The divergence in the outlook between developed market economies will have complicated implications for markets, says Stephanie Flanders, chief market strategist, UK and Europe at JPMorgan Asset Management.

Central bank policy will increasingly start to reflect this changing outlook. For investors, diversification across different asset classes is likely to become more important in this environment.

Flanders believes that investment in stock markets makes sense. She adds: “Central banks may be tightening policy, but they still want more inflation and more growth. The Federal Reserve is still biased towards reflation. However, people should not expect the type of returns seen from equities over the last few years.”

“Equities look cheaper than most of the alternatives. However, they are not cheap and therefore returns are likely to be lower. In the US. there is less room for returns from higher multiples (of earnings) on a forward looking basis.”
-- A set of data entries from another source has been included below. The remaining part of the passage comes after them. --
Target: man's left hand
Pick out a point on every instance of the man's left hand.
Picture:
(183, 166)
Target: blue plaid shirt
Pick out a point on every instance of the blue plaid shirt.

She remains concerned about the Eurozone, believing the region may be nearing a crunch point that will see it either decline further, or pick up significantly. She adds: “I don’t think the Eurozone is about to slip into recession. However, the current economic weakness makes it more vulnerable to any shocks.” She gives the example of the Ukrainian crisis as something that could be potentially destabilising for the region.

Interest rate rises are likely to be sooner, but slower in the UK. The UK economy remains more vulnerable to interest rate rises, says Flanders, given its high debt levels and its shorter-term mortgage deals.

The biggest concern is that the global economy has fewer tools with which to weather any external shocks. For example, without any normalisation of monetary policy, a recession could be deeper and more prolonged.